From the Fall 2002 Newsletter

by Jim Vogt, administrator of the Parenting for Peace and Justice Network.  Network members Anne Marie Witchger Hansen and Mary Joan Park also contributed ideas for this article.

 

 

The Family Pledge of Nonviolence was created as a tool to help both adults and children develop a less violent and more peaceable way of life.  It's a little more challenging, however, to go beyond the interpersonal dimensions of violence with children, since institutional or systemic violence is a much more complicated form of violence.

Nonetheless, there are a number of strategies or approaches that families in our network have found to be helpful and effective.  See if any of them would work in your family.

  • Post the Pledge on your refrigerator or a wall in your kitchen, dining room, etc.  Cut out newspaper articles -- pictures might be better -- about current events or issues.  Tape them next to the Pledge and put a brightly colored question mark on the Pledge principle if you wonder whether that principle is being adhered to.  After awhile, encourage your children to be the ones who post the articles or pictures.

  • Play "Imagine If...."  Make up a story in which public policy makers (you could use "king" and "queen" language if your kids are into fairy tales or medieval games) are confronted with a potentially violent situation.  Ask everyone to make up an ending for the story that they think would be consistent with the Pledge.  You could even start by making up endings that are not consistent with the Pledge.

  • At dinner or bedtime, ask your children to think about people they met or interacted with that day who were acting respectfully and why they thought so.  You could also consciously plan to watch the TV news and challenge everyone to pick out the people they think are acting respectfully.

  • Invite people to your home who have experienced life differently than your family.  International students, for example, are often looking for places to go during the holidays.  Engage them in conversation about how people in their country see the U.S.

  • Get copies of Kids Creating Circles of Peace [no longer available] and use the activities in that book as a starting point for discussing with your children the broader implications of the Pledge.

  • Choose another country, religious tradition, or ethnic group and have a family night or dinner with that as the focus.  Encourage your children to find information on the internet.  Consider inviting someone from the country or group to come to your house.  Attend a religious service of another faith.

  • Pick a peacemaker -- contemporary or historical.  Ask each person in the family to find one thing about the person that reflects at least one of the Pledge principles.

  • Choose a social or political issue that your family feels passionate about.  Write a letter to the editor, your congressperson or senator to let them know how you feel.  Find out if there are people in your area who are trying to do something about the issue.  Can your family join with them or support them in some way?

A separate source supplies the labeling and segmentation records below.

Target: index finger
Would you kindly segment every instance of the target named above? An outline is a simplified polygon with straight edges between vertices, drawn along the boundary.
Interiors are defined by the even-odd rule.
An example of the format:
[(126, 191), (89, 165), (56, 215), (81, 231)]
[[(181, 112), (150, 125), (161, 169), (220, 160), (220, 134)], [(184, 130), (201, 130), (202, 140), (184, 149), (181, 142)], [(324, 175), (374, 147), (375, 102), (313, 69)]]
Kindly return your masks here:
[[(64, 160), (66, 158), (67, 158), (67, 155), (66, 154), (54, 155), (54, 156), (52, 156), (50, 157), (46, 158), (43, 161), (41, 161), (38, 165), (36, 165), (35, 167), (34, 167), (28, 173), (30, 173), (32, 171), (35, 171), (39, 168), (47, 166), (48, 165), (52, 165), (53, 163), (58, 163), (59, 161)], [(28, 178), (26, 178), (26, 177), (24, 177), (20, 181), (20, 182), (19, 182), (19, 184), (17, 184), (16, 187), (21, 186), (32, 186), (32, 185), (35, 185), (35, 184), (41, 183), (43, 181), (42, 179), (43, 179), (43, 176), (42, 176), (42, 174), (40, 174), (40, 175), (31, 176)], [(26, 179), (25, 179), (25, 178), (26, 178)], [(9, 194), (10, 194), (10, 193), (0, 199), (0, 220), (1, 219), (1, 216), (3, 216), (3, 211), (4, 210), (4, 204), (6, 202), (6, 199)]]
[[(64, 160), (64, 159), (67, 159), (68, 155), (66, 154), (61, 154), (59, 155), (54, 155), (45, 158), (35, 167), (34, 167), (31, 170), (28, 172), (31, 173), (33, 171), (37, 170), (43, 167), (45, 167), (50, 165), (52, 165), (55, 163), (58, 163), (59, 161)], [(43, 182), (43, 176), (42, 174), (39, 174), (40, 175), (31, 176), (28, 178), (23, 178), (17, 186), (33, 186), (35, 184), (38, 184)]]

  • Contact other parents who might also be interested in the Family Pledge of Nonviolence.  Get together and brainstorm how you could use the Pledge to help your families connect with larger peacemaking issues.  You might consider sending the Pledge to your members of Congress or candidates for Congress and challenge them to use the Pledge as a framework when they consider national and international issues that include the potential for violence.

In general, be vigilant for opportunities to raise questions with your children and to become better informed yourself.  Pass on this gift to your children in whatever ways you can fit it into the rhythm of your family life.  Be willing to:

Speak up!  Act!  Work together!  Serve!  Empower!  Transform!

We can make this world a less violent place -- and the children can lead us.